Je termine par le sésame (Sesamum indicum, une Pédaliacée - si cela peut vous aider - annuelle de 30 cm à 2 mètres de haut ) pour lequel j’ai une vraie sympathie, due à sa saveur douce à note d’amande, due aux assyriennes et brahmanes célébrations. A avouer, principalement car il livre une friandise pour laquelle j’oublie tout quotient calorifique. Je suis sans retenue pour les petits bâtonnets aux graines de sésame et miel, Meni-meniyong. Miel combiné à des arômes complexes à base de guajacol , à des huiles, au sésamol, à sa nature croquante et énergétique.
Voici la recette de Mariama (« cadeau des dieux ») du marché de Djenné, elle porte un splendide diao , a un front haut et d’épais sourcils, et ses petits bâtonnets se montrent régal.
- 100 grammes de sésame
- 4 cuillères à soupe de beurre ou margarine/
- 350 ml de miel, tant qu’à faire d’acacia.
Faites dorer les graines de sésame, à sec, dans une poêle. En aucun cas les brûler. Arrêtez lorsqu’elles sautent.
Faites chauffer, séparément, la matière grasse dans une poêle à fond épais. Puis ajouter le miel. Mélangez à la cuillère des bois, constamment, jusqu’à ce que la caramélisation commence.
Ajouter les graines de sésame dans le mélange chaud et continuer de remuer. Chantez.

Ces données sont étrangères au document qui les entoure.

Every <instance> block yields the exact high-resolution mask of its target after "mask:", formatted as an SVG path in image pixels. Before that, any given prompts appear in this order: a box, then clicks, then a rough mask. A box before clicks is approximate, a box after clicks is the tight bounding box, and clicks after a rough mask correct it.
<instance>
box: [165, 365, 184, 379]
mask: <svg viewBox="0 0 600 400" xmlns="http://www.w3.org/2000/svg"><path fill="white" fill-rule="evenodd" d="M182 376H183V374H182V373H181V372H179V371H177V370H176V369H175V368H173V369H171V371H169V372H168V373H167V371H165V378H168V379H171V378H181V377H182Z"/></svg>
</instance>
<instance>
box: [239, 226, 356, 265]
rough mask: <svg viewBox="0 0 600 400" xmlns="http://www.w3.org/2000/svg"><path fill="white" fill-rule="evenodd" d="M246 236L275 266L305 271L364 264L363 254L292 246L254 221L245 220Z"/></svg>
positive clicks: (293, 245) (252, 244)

Versez ce mélange sur une plaque métallique ou de pierre. Lorsqu’il est refroidi, coupez, roulez et formez des bâtonnets. Enrobez-les de graines de sésame. Copieusement.
A ka di né yé !
Je ne partage pas ces bâtonnets avec les mômes, ni avec personne. Je les déguste en cachette, contraire à toute règle africaine, tant pis.
Je n’ai jamais oser le confesser, ni à mes ancêtres, ni surtout à Amma. Oui, c’est vrai amis africains « Chacun pour soi, ce n’est pas bon », sauf avec les Meni-meniyong.
Soyez indulgents mes frères. Ils me pardonnent.
Soyez indulgentes mes sœurs. Elles me pardonnent.
Alors tout va bien : ancêtres dites à Amma que tout est en ordre.